Lei nº 492 de 30/08/1937

Norma Federal - Publicado no DO em 01 set 1937

Regula o penhor rural e a cédula pignoratícia.

O Presidente da República:

Faço saber que o Poder Legislativo decreta e eu sanciono a seguinte lei:

CAPÍTULO I DO PENHOR RURAL

Art. 1º. Constitui-se o penhor rural pelo vínculo real, resultante do registro, por via do qual agricultores ou criadores sujeitam suas culturas ou animais ao cumprimento de obrigações, ficando como depositários daquelas ou destes.

Parágrafo único. O penhor rural compreende o penhor agrícola e o penhor pecuário, conforme a natureza da coisa dada em garantia.

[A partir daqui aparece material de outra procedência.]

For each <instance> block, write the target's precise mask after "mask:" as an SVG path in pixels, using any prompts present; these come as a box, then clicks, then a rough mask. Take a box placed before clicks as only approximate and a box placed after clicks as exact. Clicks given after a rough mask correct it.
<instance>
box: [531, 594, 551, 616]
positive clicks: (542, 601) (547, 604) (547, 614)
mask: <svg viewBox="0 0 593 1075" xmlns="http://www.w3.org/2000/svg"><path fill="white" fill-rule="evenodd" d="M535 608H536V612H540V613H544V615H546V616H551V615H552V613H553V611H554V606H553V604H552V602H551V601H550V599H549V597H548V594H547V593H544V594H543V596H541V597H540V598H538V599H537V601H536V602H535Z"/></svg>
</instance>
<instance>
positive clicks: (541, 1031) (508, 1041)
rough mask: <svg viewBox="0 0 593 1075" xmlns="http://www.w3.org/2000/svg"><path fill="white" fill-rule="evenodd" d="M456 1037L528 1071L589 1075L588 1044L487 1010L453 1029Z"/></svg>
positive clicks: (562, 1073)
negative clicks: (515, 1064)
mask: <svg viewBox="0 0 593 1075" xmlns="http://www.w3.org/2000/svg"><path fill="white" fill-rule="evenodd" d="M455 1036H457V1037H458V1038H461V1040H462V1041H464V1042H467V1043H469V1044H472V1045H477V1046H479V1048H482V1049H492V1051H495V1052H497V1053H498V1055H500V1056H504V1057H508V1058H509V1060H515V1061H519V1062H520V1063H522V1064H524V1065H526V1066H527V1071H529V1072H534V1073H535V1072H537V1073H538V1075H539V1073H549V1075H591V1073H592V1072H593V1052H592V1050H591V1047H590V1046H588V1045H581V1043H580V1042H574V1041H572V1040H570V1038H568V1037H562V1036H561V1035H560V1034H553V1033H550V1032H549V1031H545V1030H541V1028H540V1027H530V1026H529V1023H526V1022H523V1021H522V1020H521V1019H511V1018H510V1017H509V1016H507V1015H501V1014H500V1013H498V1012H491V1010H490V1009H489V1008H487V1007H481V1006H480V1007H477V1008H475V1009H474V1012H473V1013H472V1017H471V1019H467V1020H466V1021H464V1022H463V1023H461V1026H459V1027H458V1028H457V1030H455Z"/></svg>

Art. 2º. Contrata-se o penhor rural por escritura pública ou por escritura particular, transcrita no registro imobiliário da comarca em que estiverem situados os bens ou animais empenhados, para valimento contra terceiros.

§ 1º A escritura particular pode ser feita e assinada ou somente assinada pelos contratantes, sendo subscrita por 2 (duas) testemunhas, observado que as assinaturas poderão ser feitas de forma eletrônica, conforme legislação aplicável. (Redação do parágrafo dada pela Lei Nº 14421 DE 20/07/2022).

Nota: Redação Anterior:
§ 1º. A escritura particular pode ser feita e assinada ou somente assinada pelos contratantes, sendo subscrita por duas testemunhas.

§ 2º. A escritura deve declarar:

I - os nomes, prenomes, estado, nacionalidade, profissão e domicílio dos contratantes;

II - o total da dívida ou sua estimação;

III - o prazo fixo para o pagamento;

IV - a taxa dos juros, se houver;

V - as coisas ou animais dados em garantia, com as suas especificações, de molde a individualizá-los;

VI - a denominação, confrontação e situação da propriedade agrícola onde se encontrem as coisas ou animais empenhados, bem assim a data da escritura de sua aquisição, ou arrendamento, e o número de sua transcrição imobiliária;

VII - as demais estipulações usuais no contrato de mútuo.

Art. 3º. Pode ajustar-se o penhor rural em garantia de obrigações de terceiro, ficando as coisas ou animais em poder do proprietário e sob sua responsabilidade, não lhe sendo lícito, como depositário, dispor das mesmas, senão com o consentimento escrito do credor.

§ 1º. No caso de falecimento do devedor ou do terceiro penhorante, depositário das coisas ou animais empenhados, pode o credor requerer ao juiz competente a sua imediata remoção para o poder do depositário, que nomear.

§ 2º. Assiste ao credor ou endossatário da cédula rural pignoratícia direito para, sempre que lhe convier, verificar o estado das coisas ou animais dados em garantia, inspecionando-os onde se acharem, por si ou por interposta pessoa, e de solicitar a respeito informações escritas do devedor.

§ 3º. A prova da resistência ou recusa deste ou de quem ofereceu a garantia no cumprimento do disposto no parágrafo anterior, importa, se ao credor convier, no vencimento da dívida e sua imediata exigibilidade.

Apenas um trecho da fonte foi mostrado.